In terms of “sustainable tourism”, what has occurred in Ssese is a perfect example of doing exactly the opposite of what a responsible government should do.  Tourism has been the second greatest money earner for the Ssese Islands, fishing being number one.  The biggest draw of the Ssese Islands for tourists has been the rainforest and specifically the wildlife that lived in it. Today, with most of the forest gone, so are the birds, monitor lizards, butterflies and bushbucks that roamed the islands, in particular the biggest island, Bugala.  The removal of the trees without sufficient reforestation, results in damage to habitat, biodiversity loss and aridity.  In addition, it has adverse impacts on biosequestration of atmospheric carbon dioxide. This exchange of carbon dioxide and oxygen is what is keeping all the living things on this earth alive.  The negative contribution that Uganda is making to this ‘breathing’ process is huge, especially for such a small country.  Other adverse effects of removing the forests is soil erosion and ultimately total degrading of the land to wasteland.   The greatest negative impact of deforestation in terms of wildlife is that it is the major cause of the extinction of species.  The degraded environment caused by deforestation results in reduced biodiversity, depleting habitat for wildlife.
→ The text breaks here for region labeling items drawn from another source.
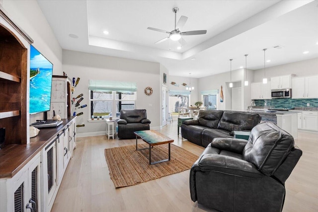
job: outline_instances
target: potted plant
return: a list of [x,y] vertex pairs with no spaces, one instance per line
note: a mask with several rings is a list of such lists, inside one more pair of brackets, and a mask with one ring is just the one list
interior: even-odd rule
[[203,102],[202,102],[202,101],[199,101],[198,102],[196,102],[196,103],[194,103],[194,104],[195,105],[195,106],[196,106],[198,107],[200,107],[201,106],[202,106],[202,105],[203,104]]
Even the so called protected areas within Uganda are not safe from deforestation.  Many of the National Parks in Uganda have human occupation; if not in the parks themselves, then in the immediate surrounding areas.  Encroachment of human cultivation is causing the slow removal of the forest, tree by tree, with crops to sustain the human populations.  The situation is the exchange of food for the animals for food for the humans.  In addition, the constant cutting of trees haphazardly by the humans to provide firewood and charcoal production, is eating away at the habitat that sustains the wildlife.  Without proper management of these forests in the National Parks, there will be serious loss of habitat for the wildlife, resulting in species extinction and migration; eventually, the National Parks themselves will be only a memory, as we now know them.

In the Western sector of Uganda there is a reforestation project operated by an NGO that has been quite successful in sustaining the forested area.  This project controls the cutting of timbers in the forest for firewood, charcoal production and timber for construction.  There have been 600 jobs created for local people by this project and 20% of the reforestation area is strictly for conservation of unique species of vegetation, and is out of bounds for any economic purposes.  Unfortunately, this project is relatively small in terms of what is needed in Uganda and is very expensive.  Uganda, being one of the poorest countries in Sub-Saharan Africa, it can ill afford to do this kind of reforestation on a large scale.

Another statistic is that 89% of rural Ugandans rely on burning firewood for cooking; only 10% of Uganda’s population has access to electricity, while the rest use biomass as a source of energy.  These numbers are quite alarming, as there does not seem to any quick fix to this deforestation.  Human survival is paramount, and the fate of the wildlife that live in these ever-declining forests seems obvious.  Ironically, one of the greatest foreign money-earners in Uganda is tourism.  Without the forests, it is evident that this source of revenue will be gone with the animals.  The situation is worsened by Uganda’s high population growth, which is currently 3.2% per annum.  The high fertility rates of 7 children per woman has resulted in the expansion of build-up areas, particularly around Kampala.